Certain complex triggers that effect multiple rows or triggers are the exception but again they should probably be avoided because we don't use them very often which means

  1. very hard to debug. We have very little insight into how they run and finding errors is hard
  2. poor version control. We don't have a great way right now to use functions, keep multiple databases up to date, and have manage changes to the functions
  3. lack of experience, none of us don't know plpgsql very well.
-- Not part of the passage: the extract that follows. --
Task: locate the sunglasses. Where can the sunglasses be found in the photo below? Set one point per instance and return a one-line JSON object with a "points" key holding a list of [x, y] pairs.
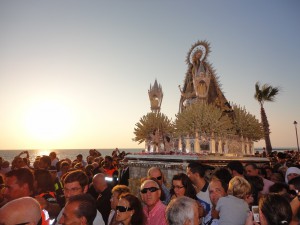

Functions can be written in just sql or they can be done in a procedural sql language called plpgsql. Since you can only use plpgsql for triggers you should never be writing functions in sql1.

Anatomy of a function

    CREATE OR REPLACE FUNCTION name(param1 param1Type, param2 param2Type)
    returns returnType as 'BEGIN return param1 = param2; end;' language 'plpgsql';

usually you'd want to use the fancy $$ based text quoting so that you can use line breaks and quote marks in the function. here is a very basic one

 CREATE OR REPLACE FUNCTION challenge_type_compare(A text, B text)
    returns boolean as $$
    BEGIN
    return A = B;
    end;
    $$ language 'plpgsql';

you can also declare variables

 CREATE OR REPLACE FUNCTION challenge_type_compare(A text, B text)
    returns boolean as $$
    DECLARE
    C boolean;
    BEGIN
      C := A = B;
      return C;
    end;
    $$ language 'plpgsql';

note := is used for assignment not =.

There are two ways to run queries, one for if it returns a row and one for if it doesn't.

Method 1

 CREATE OR REPLACE FUNCTION exampleThing(A text)
    returns text as $$
    DECLARE
    C text;
    BEGIN
       select field into C from table where column = A;
    
    if C is null then
      return 'boo';
    else
      return C;
    end if;
    end;
    $$ language 'plpgsql';

you can also do something like this with the execute command

execute $cwm$update challenges 
    SET area_id = $5,
    resolution_date = now()
    where 
    challenges.area_challenge_type = 'none' and
    challenges.location_id = $1 and
    challenge_type_compare(challenges.challenge_type, $2) AND
    (challenges.technology = $3 or (challenges.technology is null and $3 is null)) AND
    challenges.provider_id = $4 AND
    evidence_accepted_date is not NULL 
    and (disposition not in ('R', 'I') or disposition is null);
    $cwm$ using NEW.location_id, NEW.challenge_type, NEW.technology, NEW.provider_id, area_id_var;

$cwm$ is a string delimiter I chose to avoid clashing with the outer $$ in the function.

other notes

  • Tables are types so if you pass tablename.* to a function, the tables parameter type can just be tablename its the same for variables you declare and returns
  • you can loop through arrays, remeber to declare the loop variable then its foreach x in array array_name loop ... end loop;

Footnotes

  1. only a sith deal in absolutes, if you have good reason to do a non trigger function that takes these problems into account, don't let this stop you.